Mesa will have three new low- to moderate-income housing developments in the next few months, thanks to the city, private developers and federal tax credits administered by the state.
Ceremonies were held this week for two of the projects – Escobedo at Verde Vista and La Mesita Apartments – though work began weeks ago in order to meet tax credit deadlines.
A ceremony marking the start of the third project – Encore on First Avenue – was held at the end of October.
The city is involved in the three projects in different ways, said Tammy Albright, Mesa’s housing and community development director. The city owns the property for Escobedo at Verde Vista, 125 E. University Drive, and Encore on First Avenue, 25 W. First Avenue.
“With Escobedo, not only are we the property owner, but we are also providing roughly half a million dollars in federal grant money,” Albright said. The city has received federal housing grants as an entitlement community, she said.
For the third project, La Mesita, the city is providing 30 “project-based vouchers,” which provide guaranteed rental payments for 15 years, she said. The amount of each voucher depends on the tenant’s income. The city also gave A New Leaf, one of the project developers, a 20-year, interest-free loan to start the project.
The three private developers building the new housing had to apply to the state for the low-income housing tax credits, Albright said.
“Mesa was just fortunate enough to have three of them awarded this year,” Albright said.
According to the Arizona Department of Housing website, Mesa had one development awarded the tax credits in 2011. The previous Mesa development with the federal tax credit was in 2002. Congress created the program in 1986.
Ecobedo at Verde Vista will include 70 units for low-to moderate-income tenants. They will be built using energy-saving plans and be accessible to the physically disabled, according to a release. The City of Mesa, Gorman & Company, Affordable Rental Movement (A.R.M. of Save the Family Foundation) and the West Mesa Community Development Corporation have partnered on the development.
“We are happy to see quality private investments like Escobedo at Verde Vista coming to the City," Mayor Scott Smith said in a release. "It demonstrates people have decided that Downtown Mesa is a great place to invest.”
Escobedo at Verde Vista will include office space for Save the Family, a nonprofit organization created in the late ‘80s to help homeless families.
A New Leaf, a Mesa-based nonprofit organization, is partnering with Native American Connections to build the La Mesita Apartments.
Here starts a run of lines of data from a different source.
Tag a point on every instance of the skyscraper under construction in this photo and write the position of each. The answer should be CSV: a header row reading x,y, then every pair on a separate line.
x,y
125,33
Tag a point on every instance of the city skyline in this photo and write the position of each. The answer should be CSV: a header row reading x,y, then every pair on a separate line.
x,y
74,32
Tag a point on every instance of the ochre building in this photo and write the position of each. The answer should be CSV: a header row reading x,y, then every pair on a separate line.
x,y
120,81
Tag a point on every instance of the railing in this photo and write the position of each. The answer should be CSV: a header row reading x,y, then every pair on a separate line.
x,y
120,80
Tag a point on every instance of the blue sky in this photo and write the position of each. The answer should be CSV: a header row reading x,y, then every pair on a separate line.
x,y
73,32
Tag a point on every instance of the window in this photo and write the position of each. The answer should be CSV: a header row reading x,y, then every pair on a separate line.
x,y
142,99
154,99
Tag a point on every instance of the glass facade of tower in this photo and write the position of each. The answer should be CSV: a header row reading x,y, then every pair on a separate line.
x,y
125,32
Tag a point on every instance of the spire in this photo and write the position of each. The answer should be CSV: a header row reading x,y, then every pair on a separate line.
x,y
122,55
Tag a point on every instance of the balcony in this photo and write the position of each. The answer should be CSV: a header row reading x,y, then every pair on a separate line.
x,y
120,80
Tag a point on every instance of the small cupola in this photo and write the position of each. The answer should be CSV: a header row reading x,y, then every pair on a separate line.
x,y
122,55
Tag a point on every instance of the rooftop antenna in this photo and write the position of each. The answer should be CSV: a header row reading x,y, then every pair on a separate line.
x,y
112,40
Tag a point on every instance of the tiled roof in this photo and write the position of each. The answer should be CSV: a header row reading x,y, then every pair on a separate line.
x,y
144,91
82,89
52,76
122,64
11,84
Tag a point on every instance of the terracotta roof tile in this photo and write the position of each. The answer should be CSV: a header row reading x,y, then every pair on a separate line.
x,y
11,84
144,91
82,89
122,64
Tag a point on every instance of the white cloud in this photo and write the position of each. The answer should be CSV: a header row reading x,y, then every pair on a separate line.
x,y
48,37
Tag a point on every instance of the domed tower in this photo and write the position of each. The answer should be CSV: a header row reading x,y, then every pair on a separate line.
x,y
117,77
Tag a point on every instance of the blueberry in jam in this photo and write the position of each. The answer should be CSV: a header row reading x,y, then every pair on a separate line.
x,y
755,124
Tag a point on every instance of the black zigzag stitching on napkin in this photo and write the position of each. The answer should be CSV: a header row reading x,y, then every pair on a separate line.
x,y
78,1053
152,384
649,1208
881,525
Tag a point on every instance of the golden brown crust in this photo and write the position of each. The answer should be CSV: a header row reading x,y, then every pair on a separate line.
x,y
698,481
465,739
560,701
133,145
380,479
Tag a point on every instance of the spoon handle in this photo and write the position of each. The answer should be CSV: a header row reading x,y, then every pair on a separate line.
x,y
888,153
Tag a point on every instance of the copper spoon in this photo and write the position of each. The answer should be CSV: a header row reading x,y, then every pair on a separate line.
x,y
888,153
There will be 80 affordable housing units, space for A New Leaf to provide services to tenants, and on-site child care.
According to a release, about 30 units will be “permanent, supportive housing units for chronically homeless individuals and residents who need more intensive and longer-term supportive services.”
Mesa councilman Dennis Kavanaugh praised the project in a release.
“The La Mesita Apartments will be a high-quality project in west Mesa that will offer affordable housing in close proximity to light rail and other public transit as well as neighborhood services,” he said. “The city is excited about the project because it has the potential to act as a catalyst for more redevelopment in the area.”
Encore on First Avenue is being developed by Mesa Housing Associates as independent senior housing. It will be a five-story building, with 81 units in downtown Mesa.
Not every project that receives low-income tax credits partners with the city, Albright said. But all benefit the city.
“Even if we’re not involved in it, it’s great for our community. It’s revitalizing our communities, especially the older communities,” she said.